さらに特許文献3に開示されている不織布においては、エンボスによる片面のみの凹凸形状であり、凸部は底部まで繊維で満たされており内部空間を有さない。
本発明は、柔らかな肌触りと優れたクッション性を有し、液拡散を抑えつつ液の透過性に優れ、表面のサラッと感を向上させた不織布に関する。

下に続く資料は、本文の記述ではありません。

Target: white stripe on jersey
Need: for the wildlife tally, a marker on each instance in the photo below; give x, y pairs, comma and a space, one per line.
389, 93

本発明の不織布10は例えば生理用ナプキンや使い捨ておむつなどの吸収性物品の表面シートに適用することが好ましく、第1面側Z1を着用者の肌面側に向けて用い、第2面側Z2を吸収性物品内部の吸収体(図示せず)側に配置して用いることが好ましい。以下、図面に示した不織布10の第1面側Z1を着用者の肌面に向けて用いる実施態様を考慮して説明するが、本発明がこれにより限定して解釈されるものではない。

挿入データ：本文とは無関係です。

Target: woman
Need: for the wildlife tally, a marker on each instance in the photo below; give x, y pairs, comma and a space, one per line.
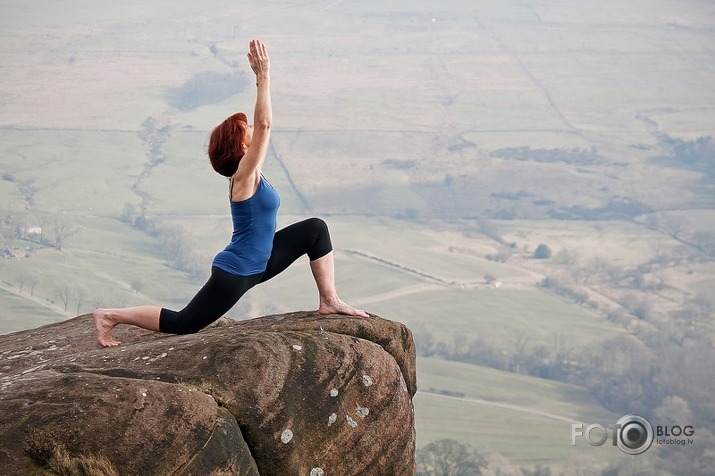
257, 252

ここでいう「環状」とは、平面視において無端の一連の形状をなしていれば特に限定されず、平面視において円、楕円、矩形、多角形など、どのような形状であってもよい。シートの連続状態を好適に維持する上では円又は楕円が好ましい。さらに、「環状」を立体形状としていえば、円柱、斜円柱、楕円柱、切頭円錐、切頭斜円錐、切頭楕円錐、切頭四角錐、切頭斜四角錐など任意の環構造が挙げられ、連続したシート状態を実現する上では、円柱、楕円柱、切頭円錐、切頭楕円錐が好ましい。
このように、上記不織布10は面方向に連続した構造を有していることが好ましい。この「連続」とは、断続した部分や小孔がないことを意味する。ただし、繊維間の隙間のような微細孔は上記小孔に含めない。上記小孔とは、例えば、その孔径が円相当の直径で1mm以上のものと定義する。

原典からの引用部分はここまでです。